3 Mobile Friendly Website Options: Which is Right for You?

Matt Crowley - February 13, 2014

If you’ve yet to go mobile, or if you’re planning on developing a new mobile site, it’s important to take a step back and look at the big picture before diving in. In this post, we’ll look at the mobile website landscape and look at the benefits and drawbacks of each – especially as it relates to SEO.

Building a Responsive Website

A responsive website dynamically responds to fit the users’ screen size. With responsive, the same version of your website may appear differently depending on the device that’s being used to reach it. To see how responsive design works, access starbucks.com on your desktop and resize the page – the page elements will rearrange themselves depending on the size of your window.

  • Benefits: There are huge SEO benefits for going responsive. This is because many of the optimization efforts performed on your main site can be beneficial for mobile SEO as well.
  • Drawbacks: For one, cost. To develop a responsive website, you have to re-design your current website or build a new website whole-cloth. While this is a great opportunity for anyone in the market for a redesign, the cost of developing a responsive website can be a barrier for some. Second, any SEO issues facing your desktop site, including page load time, can be magnified on mobile devices when going with a responsively designed website.

Mobile Versioning

The other big option for creating a mobile website is to send users to a completely different version of your website. There are two ways this can be done – through dynamically serving different versions of your website on the same URLs, and through creating separate mobile URLs.

  • Benefits: One major benefit of mobile versioning is the ease with which mobile versions can be created – they do not require you to re-design your current desktop site. Also, it allows you to create mobile versions of your website, and landing pages, so that your content, and campaigns, are optimized for the user’s specific device.
  • Drawbacks: Improper implementation can cause a host of SEO and user experience issues, including duplicate content, problems with indexation, and split inbound link value. In addition, as mobile usage grows, users will expect individual mobile experiences, not just an abbreviated version of their desktop experience.

Dynamically Serving Mobile Templates

Dynamic serving is essentially a “one URL, different version” option wherein you serve separate templates to users who are on different devices. However, the URLs for each page remain the same. This requires extra technical implementations such as the use of the Vary HTTP header to ensure that search engines are able to properly index your website.

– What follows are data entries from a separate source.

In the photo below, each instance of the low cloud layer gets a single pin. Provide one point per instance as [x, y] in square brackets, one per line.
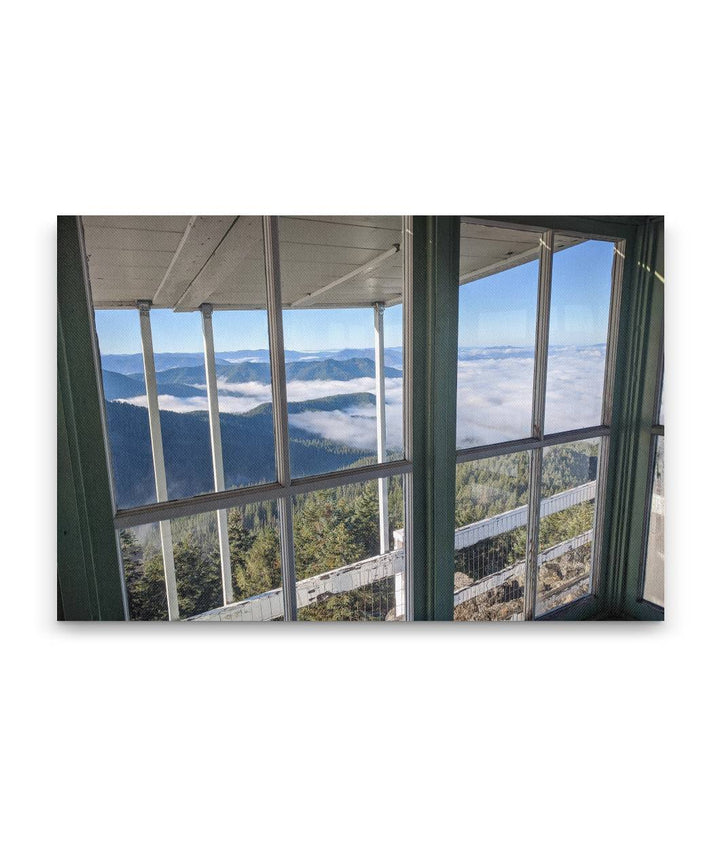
[494, 399]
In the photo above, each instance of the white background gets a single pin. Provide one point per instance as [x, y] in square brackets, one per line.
[593, 738]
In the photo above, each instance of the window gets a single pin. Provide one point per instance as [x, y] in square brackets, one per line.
[259, 418]
[253, 372]
[538, 314]
[653, 579]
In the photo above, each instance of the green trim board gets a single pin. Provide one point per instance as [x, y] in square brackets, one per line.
[89, 576]
[89, 579]
[436, 259]
[635, 405]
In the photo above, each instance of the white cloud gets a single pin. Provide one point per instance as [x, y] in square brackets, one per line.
[494, 399]
[355, 427]
[495, 395]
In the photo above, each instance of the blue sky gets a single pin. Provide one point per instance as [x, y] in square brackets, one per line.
[500, 309]
[497, 310]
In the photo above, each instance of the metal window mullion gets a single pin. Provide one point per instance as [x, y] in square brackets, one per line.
[271, 249]
[542, 335]
[607, 407]
[381, 422]
[613, 331]
[407, 305]
[216, 449]
[158, 457]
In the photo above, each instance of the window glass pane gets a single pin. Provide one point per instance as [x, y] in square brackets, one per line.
[569, 478]
[181, 263]
[496, 334]
[579, 314]
[491, 538]
[118, 334]
[182, 398]
[655, 562]
[341, 574]
[254, 560]
[333, 270]
[244, 396]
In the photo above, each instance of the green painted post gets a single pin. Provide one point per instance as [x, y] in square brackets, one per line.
[639, 352]
[436, 258]
[89, 580]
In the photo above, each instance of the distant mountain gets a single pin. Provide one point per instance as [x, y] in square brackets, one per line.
[329, 403]
[328, 369]
[133, 363]
[116, 385]
[248, 451]
[331, 369]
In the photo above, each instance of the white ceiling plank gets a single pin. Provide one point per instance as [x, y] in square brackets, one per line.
[233, 266]
[199, 241]
[150, 223]
[109, 238]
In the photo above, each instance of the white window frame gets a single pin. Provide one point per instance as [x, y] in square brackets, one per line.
[539, 440]
[284, 488]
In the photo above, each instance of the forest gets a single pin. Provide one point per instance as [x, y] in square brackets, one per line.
[334, 528]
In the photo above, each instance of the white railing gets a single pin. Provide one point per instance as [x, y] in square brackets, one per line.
[269, 605]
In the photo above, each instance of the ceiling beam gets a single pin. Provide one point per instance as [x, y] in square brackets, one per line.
[199, 241]
[241, 238]
[366, 268]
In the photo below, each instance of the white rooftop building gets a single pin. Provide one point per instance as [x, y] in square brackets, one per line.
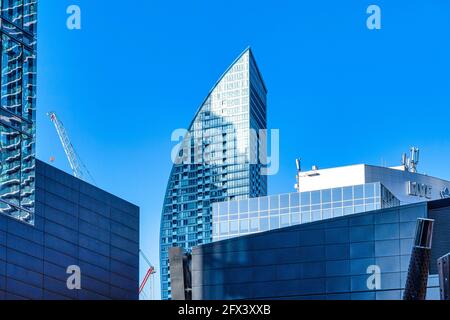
[404, 182]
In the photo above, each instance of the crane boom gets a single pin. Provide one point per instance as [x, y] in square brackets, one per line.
[78, 168]
[151, 270]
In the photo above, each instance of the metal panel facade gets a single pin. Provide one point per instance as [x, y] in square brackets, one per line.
[75, 224]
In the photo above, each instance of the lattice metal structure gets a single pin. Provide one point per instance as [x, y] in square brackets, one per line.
[78, 168]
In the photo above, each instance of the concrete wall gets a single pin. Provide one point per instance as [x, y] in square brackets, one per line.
[76, 224]
[320, 260]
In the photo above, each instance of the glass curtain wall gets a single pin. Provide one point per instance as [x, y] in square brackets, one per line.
[18, 107]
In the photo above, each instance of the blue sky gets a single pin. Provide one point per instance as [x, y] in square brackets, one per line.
[338, 92]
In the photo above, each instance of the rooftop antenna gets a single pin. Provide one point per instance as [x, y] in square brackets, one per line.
[410, 164]
[414, 159]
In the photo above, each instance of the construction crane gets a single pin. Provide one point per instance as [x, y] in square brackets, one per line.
[149, 275]
[78, 168]
[80, 171]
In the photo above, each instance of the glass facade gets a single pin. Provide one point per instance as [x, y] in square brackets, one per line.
[329, 259]
[247, 216]
[18, 107]
[218, 160]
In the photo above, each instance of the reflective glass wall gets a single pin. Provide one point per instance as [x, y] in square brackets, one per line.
[237, 218]
[18, 106]
[218, 160]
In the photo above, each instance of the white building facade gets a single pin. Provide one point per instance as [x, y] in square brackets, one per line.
[408, 187]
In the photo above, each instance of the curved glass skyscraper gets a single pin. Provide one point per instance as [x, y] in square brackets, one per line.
[219, 159]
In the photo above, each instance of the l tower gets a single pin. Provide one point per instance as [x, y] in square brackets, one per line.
[218, 160]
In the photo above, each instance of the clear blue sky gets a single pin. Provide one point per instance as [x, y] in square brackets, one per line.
[339, 93]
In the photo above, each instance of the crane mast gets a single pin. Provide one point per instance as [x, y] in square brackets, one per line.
[78, 168]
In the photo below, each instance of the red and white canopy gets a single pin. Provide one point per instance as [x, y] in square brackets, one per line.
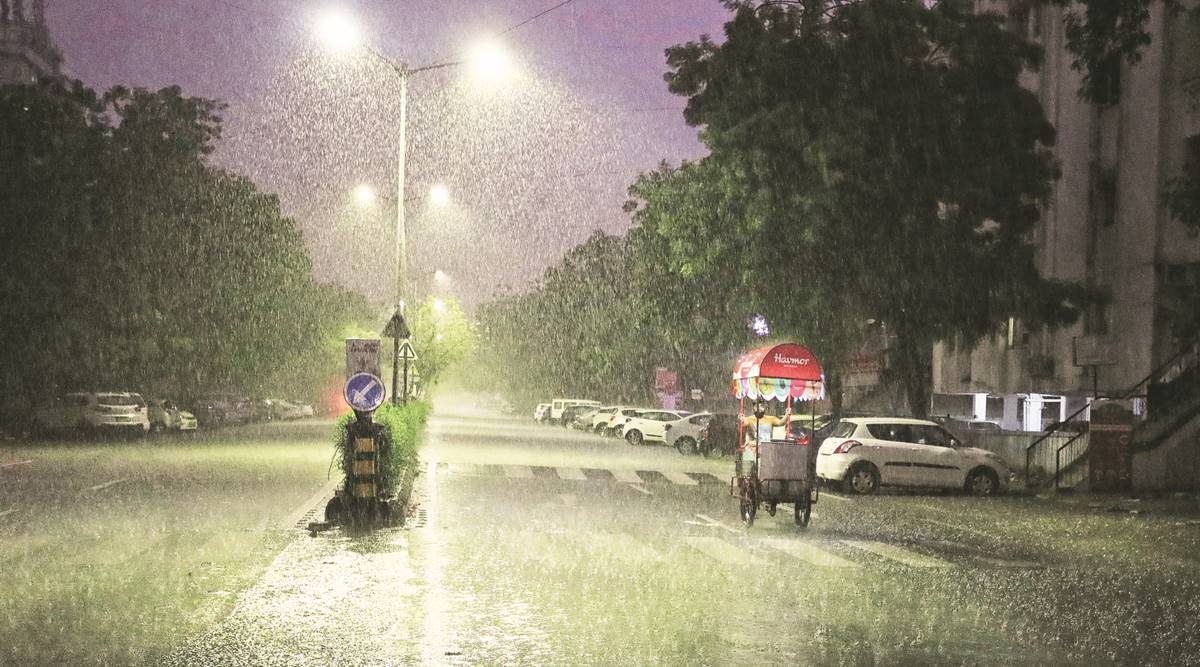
[779, 372]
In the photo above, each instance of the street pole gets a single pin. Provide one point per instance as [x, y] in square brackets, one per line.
[401, 233]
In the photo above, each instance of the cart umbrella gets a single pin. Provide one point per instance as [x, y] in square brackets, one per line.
[778, 373]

  • Benefits: When the separate versions of each page live on the same URL, it helps search engines consolidate the value of ranking signals to the correct pages. In addition, the mobile versions of each page can be optimized for mobile device users, including improved page load time.
  • Drawbacks: Dynamically serving mobile templates requires extra technical implementations, such as the use of the Vary HTTP header, which can impact other facets of your website. This is especially true if you are using external services such as a CDN to help serve your content to users. In addition, maintaining separate templates for your website may require more ongoing maintenance to ensure their SEO friendliness.

Using Separate Mobile URLs

This entails creating a separate domain for mobile URLs – for example, m.morevisibility.com. To implement this properly, Google recommends adding a link rel=”alternate” tag on the desktop version of each URL pointing to the mobile URL, and a link rel=”canonical” tag on the mobile version of each URL pointing to the desktop URL.

  • Benefits: Ease of setup – creating one separate design and URL for each page so that you can display a mobile friendly version of your site may require the least amount of resources of all the mobile friendly options. Also, creating a separate mobile version of each page can allow you to tailor the content directly to your mobile audience.
  • Drawbacks: There can be a wide range of issues with the SEO friendliness of both your desktop site and mobile version, if the correct technical implementations are not put in place. Additional ongoing maintenance will be required to ensure that both the desktop version and mobile version of your website are well optimized.

Which Mobile Option is Right for You?

If you’re planning for the future, and have the budget, a responsive website is a great investment. On the other hand, if you are focused on going mobile – now – and intend to use a mobile version as a stepping stone to providing a more optimal mobile experience, mobile versioning is a great first step.

In terms of what type of mobile configuration to consider, this comes down to your resources, the type of content on your website, and your target audience. The goal is to serve your content to users on every device as optimally as possible.